Understanding CPU Ready Time (%RDY)

• What is CPU Ready Time? CPU Ready is a metric that measures the percentage of time a vCPU spends waiting for execution on a pCPU. Contrary to initial impressions, higher CPU Ready values indicate worsening performance. According to VMware, CPU Ready time occurs when the scheduler cannot immediately allocate pCPU resources to a vCPU that is ready to execute.
   
• What Causes High CPU Ready? High CPU Ready values are typically caused by oversubscription of CPU resources. Other contributors include setting strict CPU limits, implementing restrictive CPU affinity rules, and inadequate physical resources for workload demand. Fault-tolerant (FT) networks can also cause elevated CPU Ready if bandwidth is insufficient for synchronization between primary and secondary hosts.
   
• Normal vs. Problematic Values: VMware recommends keeping CPU Ready below 5% per vCPU for optimal performance. For example, in vSphere charts, a value of 2173 ms over a 20-second interval equates to 10.87% (2173/20,000), which is double the acceptable threshold. Applications that are CPU-intensive or latency-sensitive may require even tighter thresholds to ensure smooth operation.

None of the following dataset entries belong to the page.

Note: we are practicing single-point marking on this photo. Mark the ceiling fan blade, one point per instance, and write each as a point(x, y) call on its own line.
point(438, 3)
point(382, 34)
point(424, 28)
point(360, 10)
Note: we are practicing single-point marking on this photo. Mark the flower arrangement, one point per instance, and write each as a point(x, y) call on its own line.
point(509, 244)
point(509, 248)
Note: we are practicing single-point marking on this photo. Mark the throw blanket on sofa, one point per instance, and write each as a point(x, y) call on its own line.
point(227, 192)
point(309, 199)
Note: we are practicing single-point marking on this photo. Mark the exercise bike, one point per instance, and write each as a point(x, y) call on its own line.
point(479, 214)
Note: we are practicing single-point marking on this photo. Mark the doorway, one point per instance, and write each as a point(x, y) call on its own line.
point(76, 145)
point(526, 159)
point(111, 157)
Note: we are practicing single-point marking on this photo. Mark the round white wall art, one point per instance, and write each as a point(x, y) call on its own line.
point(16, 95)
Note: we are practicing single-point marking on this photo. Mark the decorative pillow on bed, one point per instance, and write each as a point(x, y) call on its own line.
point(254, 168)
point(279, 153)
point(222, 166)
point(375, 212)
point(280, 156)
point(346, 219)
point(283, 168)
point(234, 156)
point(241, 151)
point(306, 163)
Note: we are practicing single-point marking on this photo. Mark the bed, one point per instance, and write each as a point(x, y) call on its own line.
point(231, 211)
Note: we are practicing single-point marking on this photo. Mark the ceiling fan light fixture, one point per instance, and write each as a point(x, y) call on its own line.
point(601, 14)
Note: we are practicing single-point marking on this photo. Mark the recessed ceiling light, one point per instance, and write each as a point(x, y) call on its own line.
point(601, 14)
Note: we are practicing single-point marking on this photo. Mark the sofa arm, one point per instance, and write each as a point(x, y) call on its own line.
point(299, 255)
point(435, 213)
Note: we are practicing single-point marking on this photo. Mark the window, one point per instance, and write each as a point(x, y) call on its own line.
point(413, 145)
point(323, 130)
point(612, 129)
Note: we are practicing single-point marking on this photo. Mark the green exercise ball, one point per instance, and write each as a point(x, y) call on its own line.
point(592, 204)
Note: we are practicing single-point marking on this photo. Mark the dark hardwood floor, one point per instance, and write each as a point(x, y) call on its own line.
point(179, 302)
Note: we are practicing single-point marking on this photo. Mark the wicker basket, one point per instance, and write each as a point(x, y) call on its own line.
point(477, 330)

• Using esxtop from the CLI: esxtop provides granular insights into CPU Ready times. Launch esxtop on an ESXi host, press c to view CPU statistics, and focus on the %RDY column. A value above 5% per vCPU is indicative of contention. For example, a VM with four vCPUs and an overall %RDY of 20% means each vCPU averages 5% CPU Ready, which is acceptable. Values beyond this require intervention.
   
• Using vSphere Web UI: In the vSphere client, performance charts can also be used to monitor CPU Ready. Navigate to a VM's advanced performance options, select "CPU Ready" as a metric, and review the reported values. Since charts display CPU Ready in milliseconds, divide by the sampling period (e.g., 20,000 ms for 20 seconds) to convert to a percentage.
   
• Host-Level Challenges: Monitoring CPU Ready at the host level aggregates values across all VMs, which can hide individual VM issues. For a precise diagnosis, examine CPU Ready on a per-VM basis. This provides actionable data to identify specific VMs contributing to overall contention.
  
   

Addressing High CPU Ready

• Adjusting VM Sizing: The first step to address high CPU Ready is to ensure that VMs are sized appropriately. Over-provisioning vCPUs not only wastes resources but also increases contention. Evaluate each VM’s actual CPU usage using historical performance data and reduce vCPU counts where feasible. Windows Servers running as (only) DC for example have requirements satisfied with only 2 vCPUs.
   
• Balance Workloads Across Hosts: Balance workloads across your Syneto appliances. Redistribute VMs to hosts with more available CPU capacity.
   
• Long-Term Solutions: Persistent CPU Ready issues may require adding more physical CPU resources. This can be achieved by upgrading hosts with additional CPUs or introducing new hosts into the cluster. Avoid setting CPU limits or affinity rules unless absolutely necessary, as these configurations often exacerbate CPU contention rather than resolve it.